(138a) Bio-Nanocomposite Catalysts for Direct Electron Transfer in Bio-Electrochemical Systems

Bioelectrochemical devices such as biosensors and biological-fuel cells require effective electrical communication between the enzyme redox active center and the engineered material surface. The traditional strategy to use soluble redox mediators to shuttle electrons between the enzyme and electrode suffers huge overpotential loss associated with mediator redox reactions and diffusion processes. Coupled with the poor stability of the soluble mediators, this strategy limits long term practical applications. An alternative strategy is to link the enzymes and electrodes using a ?direct electron transfer' mechanism. Direct electron transfer (DET) between the enzyme and electrode provides great potential for miniaturization, stability and high power output in biological fuel cells. However, effectively attaining the desired electrical connection inside the enzyme nano-constructs for DET is a significant challenge. Carbon nanotubes (CNTs) are efficient conductive carriers for DET between the enzyme redox centers and the electrode surface. The enzyme-nanotube matrix entrapped within bio-mimetically synthesized silica particles has been proven to enhance the bio-electrocatalytic activity of glucose oxidase.
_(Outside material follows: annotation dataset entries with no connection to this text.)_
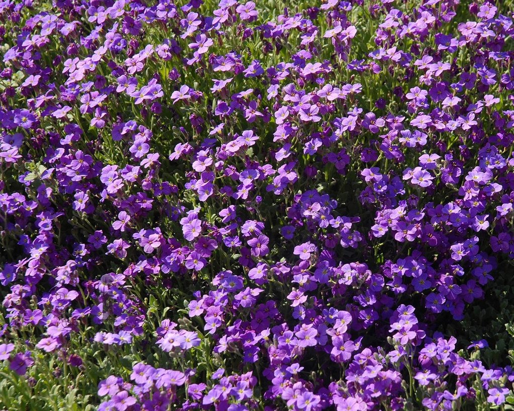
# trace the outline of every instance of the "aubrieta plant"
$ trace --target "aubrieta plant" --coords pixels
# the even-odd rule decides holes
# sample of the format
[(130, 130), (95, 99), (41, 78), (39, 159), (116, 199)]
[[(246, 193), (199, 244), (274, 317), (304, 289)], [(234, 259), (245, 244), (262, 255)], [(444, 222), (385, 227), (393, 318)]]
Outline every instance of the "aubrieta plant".
[(513, 12), (0, 2), (0, 409), (514, 409)]

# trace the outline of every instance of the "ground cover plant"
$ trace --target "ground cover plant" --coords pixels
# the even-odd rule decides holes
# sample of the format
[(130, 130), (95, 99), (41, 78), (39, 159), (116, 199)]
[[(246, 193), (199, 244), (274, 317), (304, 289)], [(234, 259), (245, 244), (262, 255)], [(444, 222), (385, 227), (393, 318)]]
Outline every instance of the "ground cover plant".
[(0, 409), (514, 409), (513, 12), (0, 2)]

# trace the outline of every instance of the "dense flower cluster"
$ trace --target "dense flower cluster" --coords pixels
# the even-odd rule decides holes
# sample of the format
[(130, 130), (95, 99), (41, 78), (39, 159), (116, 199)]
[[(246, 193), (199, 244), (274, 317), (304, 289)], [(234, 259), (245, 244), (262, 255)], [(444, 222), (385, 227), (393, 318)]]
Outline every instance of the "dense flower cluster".
[(96, 364), (104, 411), (504, 404), (441, 324), (514, 257), (512, 11), (264, 3), (0, 3), (6, 371)]

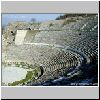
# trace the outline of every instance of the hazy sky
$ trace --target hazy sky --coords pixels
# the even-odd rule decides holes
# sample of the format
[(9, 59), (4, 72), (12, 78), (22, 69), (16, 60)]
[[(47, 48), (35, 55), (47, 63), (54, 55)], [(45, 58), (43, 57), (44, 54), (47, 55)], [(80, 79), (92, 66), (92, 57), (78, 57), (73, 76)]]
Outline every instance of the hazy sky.
[(36, 21), (54, 20), (62, 14), (2, 14), (2, 25), (7, 25), (12, 21), (30, 21), (35, 18)]

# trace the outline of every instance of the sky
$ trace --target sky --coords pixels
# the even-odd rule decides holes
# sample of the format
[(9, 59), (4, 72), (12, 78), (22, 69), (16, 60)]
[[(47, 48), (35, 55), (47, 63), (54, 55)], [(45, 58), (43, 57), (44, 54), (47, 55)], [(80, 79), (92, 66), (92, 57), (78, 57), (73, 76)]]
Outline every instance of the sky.
[(2, 25), (7, 25), (12, 21), (26, 21), (30, 22), (32, 18), (36, 21), (54, 20), (62, 14), (2, 14)]

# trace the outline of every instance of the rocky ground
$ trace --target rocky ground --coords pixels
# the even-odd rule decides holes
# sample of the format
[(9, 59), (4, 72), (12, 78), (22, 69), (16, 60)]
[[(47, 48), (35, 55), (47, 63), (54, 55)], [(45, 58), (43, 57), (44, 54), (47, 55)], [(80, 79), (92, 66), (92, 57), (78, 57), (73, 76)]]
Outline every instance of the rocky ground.
[[(18, 29), (30, 30), (23, 45), (14, 44)], [(2, 34), (2, 61), (39, 64), (43, 74), (26, 85), (97, 85), (98, 16), (11, 23)]]

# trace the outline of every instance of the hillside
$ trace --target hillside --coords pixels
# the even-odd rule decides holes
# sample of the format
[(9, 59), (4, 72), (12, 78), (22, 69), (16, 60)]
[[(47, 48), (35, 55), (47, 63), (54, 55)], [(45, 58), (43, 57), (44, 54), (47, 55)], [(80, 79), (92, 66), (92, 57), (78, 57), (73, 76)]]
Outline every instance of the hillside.
[[(21, 45), (15, 44), (17, 30), (27, 30)], [(98, 16), (77, 15), (39, 24), (10, 23), (3, 29), (2, 63), (32, 65), (32, 71), (36, 65), (41, 69), (41, 73), (37, 70), (35, 79), (19, 85), (68, 86), (75, 82), (95, 85), (98, 82)]]

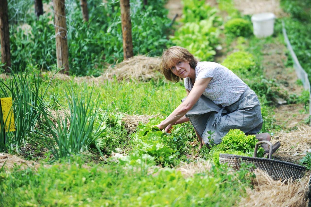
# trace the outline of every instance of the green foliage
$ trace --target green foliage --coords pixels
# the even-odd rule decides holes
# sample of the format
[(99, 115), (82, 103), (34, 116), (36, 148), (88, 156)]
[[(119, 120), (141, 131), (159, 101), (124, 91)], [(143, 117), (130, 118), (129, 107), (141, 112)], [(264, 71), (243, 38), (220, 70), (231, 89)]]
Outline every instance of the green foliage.
[(247, 79), (244, 81), (256, 94), (260, 96), (262, 105), (275, 105), (277, 104), (276, 99), (277, 98), (285, 100), (288, 99), (287, 92), (281, 89), (275, 79), (267, 80), (261, 76), (253, 77), (251, 79)]
[(221, 22), (217, 10), (204, 1), (184, 1), (183, 3), (183, 21), (185, 23), (170, 39), (201, 60), (212, 61), (219, 41), (217, 27)]
[[(52, 79), (42, 90), (39, 79), (34, 73), (32, 77), (27, 73), (16, 75), (12, 73), (9, 80), (0, 80), (0, 96), (12, 98), (16, 130), (4, 134), (2, 130), (4, 125), (2, 125), (0, 151), (19, 151), (21, 145), (26, 143), (26, 135), (31, 135), (36, 125), (40, 123), (40, 119), (46, 114), (44, 100), (51, 81)], [(3, 124), (11, 122), (7, 118), (5, 118)]]
[(248, 37), (253, 33), (252, 24), (244, 19), (232, 19), (225, 24), (225, 33), (236, 37)]
[[(149, 1), (144, 6), (140, 1), (131, 1), (134, 55), (160, 55), (167, 45), (171, 44), (167, 38), (171, 21), (162, 6), (164, 2)], [(12, 3), (9, 13), (16, 13)], [(82, 20), (78, 3), (73, 1), (66, 7), (70, 72), (79, 76), (98, 76), (105, 67), (105, 62), (114, 63), (123, 60), (119, 2), (92, 0), (88, 4), (90, 20), (86, 23)], [(25, 22), (21, 24), (26, 22), (29, 31), (27, 26), (10, 25), (13, 69), (29, 64), (40, 65), (47, 70), (56, 67), (53, 15), (44, 14), (38, 20), (34, 15), (26, 16)]]
[(212, 160), (214, 164), (217, 166), (220, 165), (220, 163), (219, 163), (219, 154), (231, 154), (241, 156), (252, 156), (252, 155), (249, 154), (247, 154), (241, 151), (237, 151), (232, 150), (228, 150), (226, 151), (216, 151), (213, 154)]
[[(164, 132), (154, 126), (161, 121), (158, 117), (151, 119), (146, 124), (138, 126), (132, 136), (132, 150), (141, 156), (150, 155), (157, 164), (175, 165), (189, 151), (187, 145), (193, 139), (193, 134), (187, 127), (179, 127), (171, 134)], [(137, 158), (141, 159), (139, 156)]]
[(10, 26), (10, 46), (13, 69), (23, 68), (28, 65), (40, 65), (50, 69), (55, 64), (56, 49), (53, 36), (55, 29), (53, 20), (41, 15), (36, 20), (35, 15), (28, 19), (29, 29), (19, 25)]
[[(240, 151), (244, 153), (252, 154), (254, 152), (256, 143), (258, 142), (254, 135), (246, 136), (239, 129), (230, 129), (222, 138), (219, 144), (213, 147), (217, 151), (226, 151), (229, 150)], [(263, 156), (263, 149), (259, 148), (257, 153), (259, 157)]]
[(282, 0), (281, 5), (291, 18), (284, 19), (292, 47), (301, 66), (311, 82), (311, 15), (310, 1)]
[(258, 72), (253, 55), (243, 51), (231, 53), (226, 58), (221, 64), (239, 76), (250, 76)]
[[(214, 164), (218, 166), (220, 164), (220, 154), (226, 153), (251, 157), (258, 142), (255, 135), (246, 136), (239, 129), (230, 129), (222, 138), (220, 143), (212, 146), (209, 150), (201, 150), (201, 153), (205, 159), (211, 159)], [(263, 157), (264, 151), (263, 148), (259, 147), (257, 156)]]
[[(102, 131), (95, 140), (96, 144), (103, 154), (109, 155), (113, 151), (115, 151), (116, 148), (126, 146), (129, 141), (127, 132), (122, 124), (123, 115), (114, 113), (107, 114), (99, 111), (98, 116), (98, 119), (94, 123), (94, 127), (96, 128), (100, 124), (100, 129)], [(104, 121), (101, 122), (103, 119)]]
[(176, 45), (187, 48), (202, 61), (212, 61), (216, 54), (219, 31), (213, 26), (215, 16), (198, 23), (186, 23), (170, 38)]
[(304, 165), (308, 170), (311, 169), (311, 153), (307, 152), (300, 160), (300, 164)]
[(281, 6), (284, 11), (291, 14), (294, 18), (299, 21), (308, 21), (311, 20), (310, 5), (311, 1), (282, 0)]
[[(96, 145), (96, 140), (105, 129), (101, 127), (104, 117), (98, 120), (98, 103), (91, 102), (92, 91), (90, 94), (85, 92), (79, 94), (72, 88), (65, 92), (69, 113), (66, 113), (63, 118), (59, 115), (56, 117), (57, 124), (52, 119), (55, 118), (45, 115), (42, 126), (46, 132), (38, 132), (49, 141), (47, 146), (53, 159), (87, 151), (91, 145)], [(99, 124), (95, 128), (96, 121)]]
[(185, 178), (175, 169), (119, 164), (85, 168), (70, 159), (37, 170), (0, 169), (2, 204), (230, 206), (246, 195), (253, 175), (244, 167), (234, 172), (221, 166)]
[(226, 12), (231, 18), (240, 17), (240, 12), (235, 7), (232, 0), (217, 0), (217, 2), (219, 9)]
[(204, 1), (183, 0), (182, 3), (183, 7), (181, 21), (183, 22), (197, 22), (204, 19), (207, 19), (211, 16), (214, 16), (216, 17), (215, 25), (219, 25), (221, 23), (220, 17), (217, 16), (218, 11), (206, 4)]

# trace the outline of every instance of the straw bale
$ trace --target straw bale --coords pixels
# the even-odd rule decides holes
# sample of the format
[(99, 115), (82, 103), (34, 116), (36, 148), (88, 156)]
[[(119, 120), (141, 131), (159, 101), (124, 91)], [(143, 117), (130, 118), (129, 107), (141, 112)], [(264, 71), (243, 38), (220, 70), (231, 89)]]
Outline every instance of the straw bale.
[(160, 115), (129, 115), (123, 114), (124, 117), (121, 119), (122, 122), (124, 123), (124, 127), (129, 133), (130, 134), (136, 131), (136, 128), (140, 122), (146, 124), (149, 122), (149, 120), (152, 118), (160, 117), (163, 117)]
[[(114, 67), (109, 67), (106, 72), (98, 77), (93, 76), (73, 76), (58, 72), (54, 78), (65, 81), (72, 81), (77, 83), (85, 82), (95, 85), (101, 84), (107, 80), (113, 79), (115, 77), (118, 80), (123, 79), (146, 81), (152, 78), (163, 77), (160, 73), (160, 59), (159, 58), (147, 57), (144, 55), (135, 56), (124, 60)], [(41, 76), (52, 78), (54, 72), (43, 72)]]
[(106, 75), (109, 79), (113, 79), (115, 76), (118, 80), (124, 79), (147, 81), (160, 75), (160, 62), (159, 58), (136, 56), (113, 67), (109, 67)]
[(286, 133), (281, 131), (272, 137), (273, 143), (279, 141), (281, 146), (273, 154), (280, 160), (298, 163), (299, 159), (311, 151), (311, 127), (297, 126), (298, 129)]
[(256, 177), (254, 189), (248, 189), (248, 196), (243, 198), (238, 205), (241, 206), (305, 206), (309, 191), (309, 173), (300, 179), (291, 179), (281, 182), (273, 180), (265, 172), (259, 169), (254, 171)]

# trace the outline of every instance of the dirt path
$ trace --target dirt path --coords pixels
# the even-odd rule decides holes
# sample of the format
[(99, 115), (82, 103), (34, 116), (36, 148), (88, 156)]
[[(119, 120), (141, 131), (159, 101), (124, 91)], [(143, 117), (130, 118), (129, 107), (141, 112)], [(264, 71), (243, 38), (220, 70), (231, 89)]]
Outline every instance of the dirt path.
[(181, 18), (183, 14), (183, 5), (181, 0), (169, 0), (165, 6), (169, 10), (167, 17), (172, 20), (176, 14), (178, 16), (175, 20), (178, 21)]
In this work a phenol oxidase (laccase) from fungi (Trametes versicolor) has been used to catalyze the oxygen reduction reaction for the fuel cell cathode. Two types of electron carriers were studied in this work: carbon nanotubes and conducting polymers. For CNT based nanostructures, the biocatalyst layers were prepared in a matrix of carbon nanotube and Nafion on different base porous electrode materials. For conducting polymer based structures, the laccase was co-immobilized with polypyrrole on the electrode surface resulting in a 3d porous matrix of polypyrrole entrapping laccase molecules. Cyclic voltammetry results reveal that both types of nanostructures are electro-catalytically active for oxygen reduction reaction (OCP > 0.45 V vs. AgCl) indicating the presence of DET pathways in these structures. Continued optimization of the physical and electrochemical properties of the structures could result in several-fold increase in catalytic current densities.